ELLEZELLES - Put several brewers and chefs around the same table, get them to taste a few beers and soon you will have a heated discussion! Jean-Baptiste and Christophe Thomaes of Le Château du Mylord, a restaurant awarded with two Michelin stars, invited their colleagues to a beer tasting.
Around the table there was an enormous amount of experience and knowledge about beer and food.
There was Eric Martin from Lemonnier in Lavaux Ste-Anne, Laurent Martin from La Frairie in Perwez, Eric Fernez from the two-star-winning Eugénie à Emilie, brasserie Le Faitout and café La Marelle in Baudour.
The brewers were represented by Marc Lemay from Brasserie Dubuisson and Charles and Bruno Delroisse from La Frasnoise.
Catherine and Antoine Malingret of Ca Brasse Pour Moi in Boussu are beer traders who are planning to start up their own brewing operation.
Muriel Lombard and Marjorie Elich voice the opinion of women with La Bière des Femmes.
Edmée Hooghe is a fruit farmer whose client list includes Christophe Thomaes. She has brought ancient fruit varieties back to life in her splendid garden at a stone’s throw of Le Château du Mylord.
So many people and just as many opinions; the guests agree on certain points but are at loggerheads on others.
Chef Jean-Baptiste Thomaes says “The quality of beers has come along in leaps and bounds in recent years."
There are now quite a few beers that deserve their regular place in gastronomy, because beer offers a surprising amount of new aromas and tastes.
Chefs now have far more techniques for working beer into a recipe and using it as an ingredient - gels, for example.”
At the table, most chefs prefer heavier beers with sufficient complexity, preferably served from small glasses. As a general rule, when you assemble a beer menu you should start off with a lighter beer and finish with a more distinctive one that packs more of a punch.
If you start with serving an IPA or a heavy stout at the start of a meal, the dominant bitterness of these beers will linger in the mouth.
Bart Lamon, sommelier at Le Château du Mylord, makes a case for beer accompanying food at every course - he is convinced that beer can make a perfect complement to an entire gastronomic meal.
However, the chefs have their doubts about this, and question whether their average customer is ready for this. Chef Jean-Baptiste Thomaes would prefer the scenario where beer and wine are both offered depending on the dish.
“It’s all about enjoyment at the table,” says brewer Marc Lemay. “This is equally possible with beer and wine.”
His colleague Bruno Delroisse feels that you have to surprise your guests and offer them new aromas and tastes, but to achieve this, they need to be guided by professionals.
Marjorie Elich remarks that there is often a lack of beer knowledge in the hotel, restaurant and café business as education and training have a one-sided focus on wine.
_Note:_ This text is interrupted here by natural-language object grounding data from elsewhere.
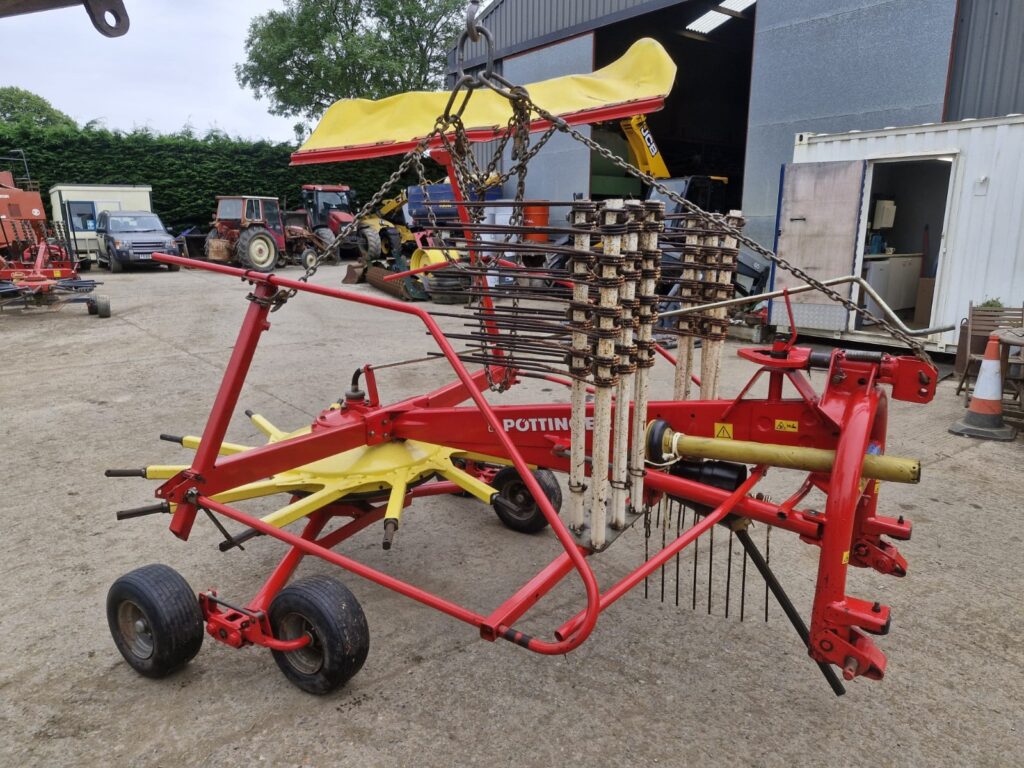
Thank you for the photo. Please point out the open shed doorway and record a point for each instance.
(905, 219)
(701, 131)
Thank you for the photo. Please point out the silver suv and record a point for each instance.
(132, 238)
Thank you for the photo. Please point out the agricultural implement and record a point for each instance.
(38, 268)
(633, 466)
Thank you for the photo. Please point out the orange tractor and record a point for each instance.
(250, 230)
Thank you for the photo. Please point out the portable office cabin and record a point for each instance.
(952, 199)
(80, 204)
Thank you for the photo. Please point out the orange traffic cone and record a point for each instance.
(984, 417)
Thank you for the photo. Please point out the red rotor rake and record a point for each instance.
(839, 439)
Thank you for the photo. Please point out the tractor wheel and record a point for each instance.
(155, 620)
(514, 505)
(307, 258)
(325, 233)
(256, 250)
(323, 609)
(370, 245)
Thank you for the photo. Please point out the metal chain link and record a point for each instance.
(412, 158)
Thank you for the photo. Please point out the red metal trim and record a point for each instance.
(369, 152)
(314, 548)
(509, 449)
(527, 595)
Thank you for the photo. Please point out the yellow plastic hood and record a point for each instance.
(359, 128)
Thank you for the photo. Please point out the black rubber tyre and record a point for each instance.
(155, 620)
(307, 258)
(256, 250)
(370, 244)
(514, 505)
(326, 609)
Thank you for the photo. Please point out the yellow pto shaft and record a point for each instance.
(889, 468)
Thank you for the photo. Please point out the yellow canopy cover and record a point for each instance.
(359, 128)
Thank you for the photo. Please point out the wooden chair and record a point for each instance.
(980, 323)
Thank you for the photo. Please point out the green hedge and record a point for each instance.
(186, 172)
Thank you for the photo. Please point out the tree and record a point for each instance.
(313, 52)
(19, 105)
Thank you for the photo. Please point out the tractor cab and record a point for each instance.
(329, 206)
(248, 229)
(237, 213)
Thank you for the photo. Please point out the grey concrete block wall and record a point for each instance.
(562, 167)
(835, 66)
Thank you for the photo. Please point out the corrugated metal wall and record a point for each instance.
(987, 75)
(837, 66)
(982, 254)
(520, 25)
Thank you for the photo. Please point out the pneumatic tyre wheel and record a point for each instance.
(514, 505)
(155, 620)
(325, 610)
(256, 250)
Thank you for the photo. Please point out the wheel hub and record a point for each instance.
(135, 630)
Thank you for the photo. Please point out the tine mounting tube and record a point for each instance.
(583, 215)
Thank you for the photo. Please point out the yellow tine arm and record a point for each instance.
(302, 507)
(396, 502)
(253, 491)
(468, 483)
(226, 449)
(163, 471)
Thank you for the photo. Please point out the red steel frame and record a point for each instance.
(849, 417)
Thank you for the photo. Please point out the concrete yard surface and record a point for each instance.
(655, 684)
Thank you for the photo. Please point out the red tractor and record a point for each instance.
(330, 208)
(251, 230)
(37, 270)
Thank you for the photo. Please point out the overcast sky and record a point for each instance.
(174, 66)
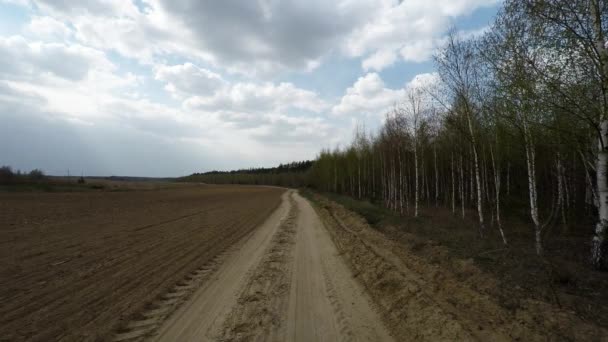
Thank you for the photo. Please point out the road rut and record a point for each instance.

Not all beers are suited to gastronomy, it would appear. For example, lighter ‘session beers’ do not appeal to the chefs. We also find out that some beers can be served with completely different and often surprising dishes.
Have a dry ‘saison’ beer with an oily fish - mackerel perhaps - or with an apple pie to provide a contrast with the sweetness. A zesty blonde Lupulus from Les 3 Fourquets goes well with sweetbreads or with white meat prepared with thyme and rosemary.
Beers of the Flemish red-brown type such as the Reninge Oud Bruin from Seizoensbrouwerij Vandewalle should be paired with blood sausage and foie gras because the sour element cuts through the greasiness of the meat.
There are some degustation beers that just seem heaven sent for gastronomy. The wood-matured Bush De Charmes from Dubuisson goes with raw fish recipes, steamed couscous, goat’s and sheep’s cheeses, or desserts with peach, raspberry or chocolate.
We conclude our tasting with the Extase from Dochter van de Korenaar, a Double IPA with a blend of no fewer than fourteen hop varieties.
The nose is overpowering, especially for your average Belgian beer lover who is not used to extreme beers such as this, yet the chefs see gastronomic potential here.
They suggest that this would be one to enjoy with a very mature cheese, or with a sweet fruit dessert.
“You choose the beer depending on the occasion,” Marc Lemay concludes, “when you’re meeting friends at the bar, you will have a pils."
"At the table you often expect a little more depth and interest, you want to discover more."
"In the end everyone will decide for himself what suits best at that particular moment or what he fancies the most.”
The informative discussion raises many points and opinions but overall, the message is clear: by all means, don’t deny yourself any pleasures. Discover, taste, try … and experiment!